Department of Biostatistics and Data Science, Augusta University, Augusta, GA, 30912, USA.
Department of Statistics, Rice University, Houston, TX, 77005, USA.
Sci Rep. 2024 Apr 17;14(1):8856. doi: 10.1038/s41598-024-59579-2.

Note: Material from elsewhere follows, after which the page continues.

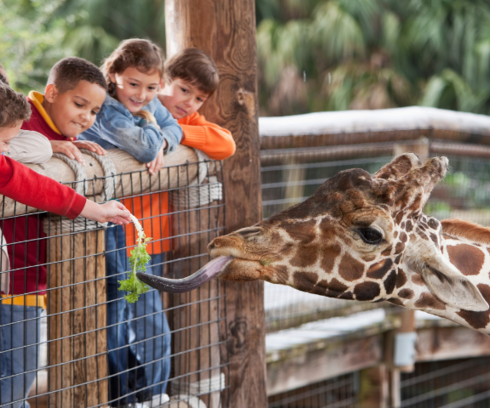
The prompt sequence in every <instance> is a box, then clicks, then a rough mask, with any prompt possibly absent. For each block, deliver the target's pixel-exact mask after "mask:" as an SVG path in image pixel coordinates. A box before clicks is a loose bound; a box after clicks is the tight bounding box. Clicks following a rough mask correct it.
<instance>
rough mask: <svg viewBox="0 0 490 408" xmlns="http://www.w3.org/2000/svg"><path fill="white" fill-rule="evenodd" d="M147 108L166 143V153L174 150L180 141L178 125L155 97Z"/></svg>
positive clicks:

Studies of cognitive processes via electroencephalogram (EEG) recordings often analyze group-level event-related potentials (ERPs) averaged over multiple subjects and trials. This averaging procedure can obscure scientifically relevant variability across subjects and trials, but has been necessary due to the difficulties posed by inference of trial-level ERPs. We introduce the Bayesian Random Phase-Amplitude Gaussian Process (RPAGP) model, for inference of trial-level amplitude, latency, and ERP waveforms. We apply RPAGP to data from a study of ERP responses to emotionally arousing images. The model estimates of trial-specific signals are shown to greatly improve statistical power in detecting significant differences in experimental conditions compared to existing methods. Our results suggest that replacing the observed data with the de-noised RPAGP predictions can potentially improve the sensitivity and accuracy of many of the existing ERP analysis pipelines.
通过脑电图 (EEG) 记录研究认知过程,通常会分析多个被试和试验的平均组级事件相关电位 (ERP)。这种平均处理过程可能会掩盖被试和试验之间具有科学意义的可变性,但由于推断试验级 ERP 带来的困难,这种方法是必要的。我们引入了贝叶斯随机相位-幅度高斯过程 (RPAGP) 模型,用于推断试验级幅度、潜伏期和 ERP 波形。我们将 RPAGP 应用于一项研究情绪唤起图像的 ERP 反应的数据。与现有方法相比,该模型对特定于试验的信号的估计极大地提高了检测实验条件下显著差异的统计能力。我们的结果表明,用去噪的 RPAGP 预测值代替观测数据,可能会提高许多现有的 ERP 分析管道的灵敏度和准确性。